[英]dplyr filter by multiple conditions including date
My dataset:我的数据集:
> as_tibble(wq4)
# A tibble: 58,538 x 4
Date Site Analyte Value2
<date> <fct> <fct> <dbl>
1 2014-01-10 N2 Ammonia NH3-N 0.01
2 2014-01-10 N2 Chlorophyll - a 1.5
3 2014-01-10 N2 Filtered Total Phosphorus 0.005
4 2014-01-10 N2 Oxidised Nitrogen 0.1
5 2014-01-10 N2 Total Nitrogen 0.3
6 2014-01-10 N2 Total Phosphorus 0.008
7 2014-01-10 N2 Ammonia NH3-N 0.02
8 2014-01-10 N2 Chlorophyll - a 1.4
9 2014-01-10 N2 Conductivity 191
10 2014-01-10 N2 Enterococci 19
# … with 58,528 more rows
I want to filter out a certain set of values based on multiple conditions using dplyr. What I've got so far is:我想使用 dplyr 根据多个条件过滤掉一组特定的值。到目前为止我得到的是:
filter(wq4, Site != "N1" & !Date %in% c("2019-04-17", "2019-04-18", "2019-04-19"))
I essentially want to remove any data from the 17th to 19th Apr 2019, only at Site N1 (not any of my other sites).我基本上想删除 2019 年 4 月 17 日至 19 日期间的所有数据,仅在站点 N1(而不是我的任何其他站点)。
I don't think this line of code is working for me.我不认为这行代码对我有用。 It is either the "&" or perhaps dplyr is struggling with the date format?
是“&”还是 dplyr 正在与日期格式作斗争?
Any suggestions?有什么建议么? Thanks.
谢谢。
Your sample data does not include "N1"
, but here's a guess:您的样本数据不包括
"N1"
,但这是一个猜测:
filter(wq4, Site != "N1" | !between(Date, as.Date("2019-04-17"), as.Date("2019-04-19")))
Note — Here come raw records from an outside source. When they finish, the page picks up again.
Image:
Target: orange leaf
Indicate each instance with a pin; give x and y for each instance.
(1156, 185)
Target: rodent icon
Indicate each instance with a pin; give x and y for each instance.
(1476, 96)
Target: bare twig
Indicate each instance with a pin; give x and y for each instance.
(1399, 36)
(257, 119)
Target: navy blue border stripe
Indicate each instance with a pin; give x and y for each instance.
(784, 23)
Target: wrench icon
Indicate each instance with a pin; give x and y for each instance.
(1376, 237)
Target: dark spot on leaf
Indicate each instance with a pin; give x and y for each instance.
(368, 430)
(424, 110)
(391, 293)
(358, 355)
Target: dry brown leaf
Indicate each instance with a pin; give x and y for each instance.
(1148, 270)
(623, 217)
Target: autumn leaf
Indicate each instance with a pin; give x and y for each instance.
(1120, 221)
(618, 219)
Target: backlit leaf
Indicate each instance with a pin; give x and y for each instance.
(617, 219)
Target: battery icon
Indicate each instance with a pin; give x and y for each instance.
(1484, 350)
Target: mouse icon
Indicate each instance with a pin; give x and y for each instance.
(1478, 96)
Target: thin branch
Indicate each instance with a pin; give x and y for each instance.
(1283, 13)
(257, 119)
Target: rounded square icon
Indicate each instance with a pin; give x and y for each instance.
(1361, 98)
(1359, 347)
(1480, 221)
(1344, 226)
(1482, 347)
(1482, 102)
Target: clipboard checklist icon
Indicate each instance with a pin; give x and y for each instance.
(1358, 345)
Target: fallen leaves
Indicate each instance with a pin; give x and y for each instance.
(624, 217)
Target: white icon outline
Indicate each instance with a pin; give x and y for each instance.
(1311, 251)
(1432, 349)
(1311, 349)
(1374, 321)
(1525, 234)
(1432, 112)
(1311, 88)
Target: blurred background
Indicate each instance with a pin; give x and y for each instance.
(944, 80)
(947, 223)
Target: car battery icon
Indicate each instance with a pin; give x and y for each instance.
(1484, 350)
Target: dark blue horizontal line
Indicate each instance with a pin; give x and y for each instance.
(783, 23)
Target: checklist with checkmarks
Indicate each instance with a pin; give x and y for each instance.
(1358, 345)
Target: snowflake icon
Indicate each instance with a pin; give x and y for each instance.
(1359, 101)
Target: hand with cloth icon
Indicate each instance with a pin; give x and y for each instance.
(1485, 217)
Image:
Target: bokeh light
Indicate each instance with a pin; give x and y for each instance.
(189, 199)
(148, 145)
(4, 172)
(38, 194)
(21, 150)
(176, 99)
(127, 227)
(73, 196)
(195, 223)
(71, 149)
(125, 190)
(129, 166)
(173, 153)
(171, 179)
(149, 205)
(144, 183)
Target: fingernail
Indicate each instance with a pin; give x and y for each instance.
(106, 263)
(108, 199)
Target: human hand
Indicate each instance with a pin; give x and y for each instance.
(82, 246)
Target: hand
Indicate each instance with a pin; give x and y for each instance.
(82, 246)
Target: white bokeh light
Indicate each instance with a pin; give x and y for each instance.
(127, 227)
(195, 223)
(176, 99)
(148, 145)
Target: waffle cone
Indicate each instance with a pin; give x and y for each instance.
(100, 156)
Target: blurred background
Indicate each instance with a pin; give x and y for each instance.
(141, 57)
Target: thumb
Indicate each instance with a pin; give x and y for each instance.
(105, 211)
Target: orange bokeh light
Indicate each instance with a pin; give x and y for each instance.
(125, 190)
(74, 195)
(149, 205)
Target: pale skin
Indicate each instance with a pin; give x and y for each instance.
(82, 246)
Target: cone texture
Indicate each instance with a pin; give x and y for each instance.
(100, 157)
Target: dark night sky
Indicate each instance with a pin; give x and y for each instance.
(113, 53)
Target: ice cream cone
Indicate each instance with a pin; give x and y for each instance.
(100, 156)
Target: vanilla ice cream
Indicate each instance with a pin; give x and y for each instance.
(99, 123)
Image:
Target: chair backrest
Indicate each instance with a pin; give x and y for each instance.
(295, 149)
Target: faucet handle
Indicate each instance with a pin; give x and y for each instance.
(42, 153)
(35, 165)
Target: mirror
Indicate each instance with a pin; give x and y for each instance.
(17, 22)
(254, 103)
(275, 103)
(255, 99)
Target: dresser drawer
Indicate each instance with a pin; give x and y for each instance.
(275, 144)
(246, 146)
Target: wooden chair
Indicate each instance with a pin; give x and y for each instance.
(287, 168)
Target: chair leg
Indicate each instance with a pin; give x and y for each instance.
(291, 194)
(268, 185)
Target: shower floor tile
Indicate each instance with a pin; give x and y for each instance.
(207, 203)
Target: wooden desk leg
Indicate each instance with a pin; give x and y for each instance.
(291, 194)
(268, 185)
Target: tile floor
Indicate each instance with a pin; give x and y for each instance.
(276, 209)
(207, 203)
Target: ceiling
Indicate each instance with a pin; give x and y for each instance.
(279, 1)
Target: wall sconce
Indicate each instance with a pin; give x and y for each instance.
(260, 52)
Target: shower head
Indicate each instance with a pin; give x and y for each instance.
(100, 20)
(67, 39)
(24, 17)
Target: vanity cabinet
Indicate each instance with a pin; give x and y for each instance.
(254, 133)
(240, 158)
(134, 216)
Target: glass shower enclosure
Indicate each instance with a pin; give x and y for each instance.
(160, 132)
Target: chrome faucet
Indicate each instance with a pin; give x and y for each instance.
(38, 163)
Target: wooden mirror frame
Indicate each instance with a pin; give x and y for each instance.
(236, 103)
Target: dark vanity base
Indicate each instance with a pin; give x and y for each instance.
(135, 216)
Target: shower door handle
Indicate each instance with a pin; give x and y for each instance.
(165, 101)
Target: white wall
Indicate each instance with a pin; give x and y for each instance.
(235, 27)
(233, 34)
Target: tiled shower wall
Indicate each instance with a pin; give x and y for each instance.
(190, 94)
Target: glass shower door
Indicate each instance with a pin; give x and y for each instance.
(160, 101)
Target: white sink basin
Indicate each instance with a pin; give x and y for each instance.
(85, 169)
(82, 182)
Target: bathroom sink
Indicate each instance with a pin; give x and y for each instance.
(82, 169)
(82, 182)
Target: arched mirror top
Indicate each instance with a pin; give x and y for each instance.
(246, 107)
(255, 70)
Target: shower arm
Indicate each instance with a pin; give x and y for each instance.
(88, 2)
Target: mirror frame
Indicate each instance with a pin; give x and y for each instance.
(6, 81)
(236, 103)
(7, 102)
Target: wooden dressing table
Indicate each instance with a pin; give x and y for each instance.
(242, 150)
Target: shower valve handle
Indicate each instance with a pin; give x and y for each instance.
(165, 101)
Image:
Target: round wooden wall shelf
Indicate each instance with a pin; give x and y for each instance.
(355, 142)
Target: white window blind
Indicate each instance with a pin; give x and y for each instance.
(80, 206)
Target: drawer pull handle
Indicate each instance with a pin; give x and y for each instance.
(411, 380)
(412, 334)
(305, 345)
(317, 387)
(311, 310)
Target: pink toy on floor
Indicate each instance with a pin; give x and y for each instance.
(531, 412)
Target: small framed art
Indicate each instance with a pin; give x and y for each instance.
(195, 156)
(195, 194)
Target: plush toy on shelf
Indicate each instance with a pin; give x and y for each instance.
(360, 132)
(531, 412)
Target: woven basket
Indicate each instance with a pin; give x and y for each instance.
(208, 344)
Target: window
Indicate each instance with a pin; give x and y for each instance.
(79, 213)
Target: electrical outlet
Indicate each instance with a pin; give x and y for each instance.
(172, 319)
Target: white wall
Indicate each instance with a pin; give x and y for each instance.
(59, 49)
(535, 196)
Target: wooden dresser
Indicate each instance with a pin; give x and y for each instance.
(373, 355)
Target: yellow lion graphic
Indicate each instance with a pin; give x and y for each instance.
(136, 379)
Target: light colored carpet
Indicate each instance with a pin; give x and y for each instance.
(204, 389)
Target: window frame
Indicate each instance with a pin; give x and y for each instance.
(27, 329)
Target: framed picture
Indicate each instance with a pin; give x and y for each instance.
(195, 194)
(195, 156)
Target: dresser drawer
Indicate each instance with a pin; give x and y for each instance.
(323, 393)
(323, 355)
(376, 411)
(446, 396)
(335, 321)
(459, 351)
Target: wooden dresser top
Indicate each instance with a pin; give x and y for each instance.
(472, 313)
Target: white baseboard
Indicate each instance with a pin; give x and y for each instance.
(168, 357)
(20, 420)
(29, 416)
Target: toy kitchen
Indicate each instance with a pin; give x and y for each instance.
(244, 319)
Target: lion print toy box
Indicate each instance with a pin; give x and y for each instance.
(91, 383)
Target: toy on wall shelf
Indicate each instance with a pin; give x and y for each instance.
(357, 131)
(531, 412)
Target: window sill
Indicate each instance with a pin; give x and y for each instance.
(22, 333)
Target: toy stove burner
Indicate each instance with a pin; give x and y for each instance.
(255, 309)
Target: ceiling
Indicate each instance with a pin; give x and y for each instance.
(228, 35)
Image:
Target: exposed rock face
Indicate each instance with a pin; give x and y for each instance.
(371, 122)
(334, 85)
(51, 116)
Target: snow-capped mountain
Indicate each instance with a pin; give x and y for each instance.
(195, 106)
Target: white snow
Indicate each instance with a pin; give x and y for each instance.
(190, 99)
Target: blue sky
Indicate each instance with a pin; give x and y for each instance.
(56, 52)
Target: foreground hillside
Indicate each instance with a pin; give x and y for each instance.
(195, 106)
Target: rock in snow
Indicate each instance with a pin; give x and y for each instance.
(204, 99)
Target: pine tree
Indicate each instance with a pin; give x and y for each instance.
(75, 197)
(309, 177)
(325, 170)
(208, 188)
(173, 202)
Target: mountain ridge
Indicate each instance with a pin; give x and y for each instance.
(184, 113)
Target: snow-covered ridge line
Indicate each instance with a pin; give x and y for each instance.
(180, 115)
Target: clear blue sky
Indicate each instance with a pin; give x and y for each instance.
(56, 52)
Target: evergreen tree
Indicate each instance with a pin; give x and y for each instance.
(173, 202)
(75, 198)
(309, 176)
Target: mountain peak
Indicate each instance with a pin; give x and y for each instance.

will return sites that are not "N1"
(any date), and data for site "N1"
that are not between those two dates.将返回不是
"N1"
(任何日期)的站点,以及不在这两个日期之间的站点"N1"
的数据。
You can still use your %in%
logic if you prefer, I offered !between
as an alternative for two reasons:如果你愿意,你仍然可以使用你的
%in%
逻辑,我提供!between
作为替代方案有两个原因:
Date
objects are not necessarily integral, diff(c(Sys.Date(), Sys.Date() + 0.1))
returns 0.1 days
, showing that it is a floating-point. Date
对象不一定是整数, diff(c(Sys.Date(), Sys.Date() + 0.1))
返回0.1 days
,表明它是一个浮点数。 If your dates are all clearly integral and nothing has possibly nudged them off of the perfect-day, then your %in%
should work just fine, but along the lines of Why are these numbers not equal?如果您的日期显然都是不可或缺的,并且没有什么可能使它们偏离完美的一天,那么您的
%in%
应该可以正常工作,但是按照为什么这些数字不相等? , floating-point equality is not assured. , 不保证浮点相等。
As an example:举个例子:
Sys.Date() # [1] "2020-09-19" Sys.Date() %in% as.Date("2020-09-19") # [1] TRUE (Sys.Date() + 0.1) # [1] "2020-09-19" # still looks integral (Sys.Date() + 0.1) %in% as.Date("2020-09-19") # [1] FALSE
In case you want to span more than a few days, it is more efficient to deal with the start/end dates instead of every... possible... date.如果您想跨越几天以上,处理开始/结束日期而不是每个......可能的......日期会更有效。
Try with:尝试:
library(dplyr)
wq4 %>%
filter(!(Site == "N1" &
Date %in% as.Date(c("2019-04-17", "2019-04-18", "2019-04-19"))))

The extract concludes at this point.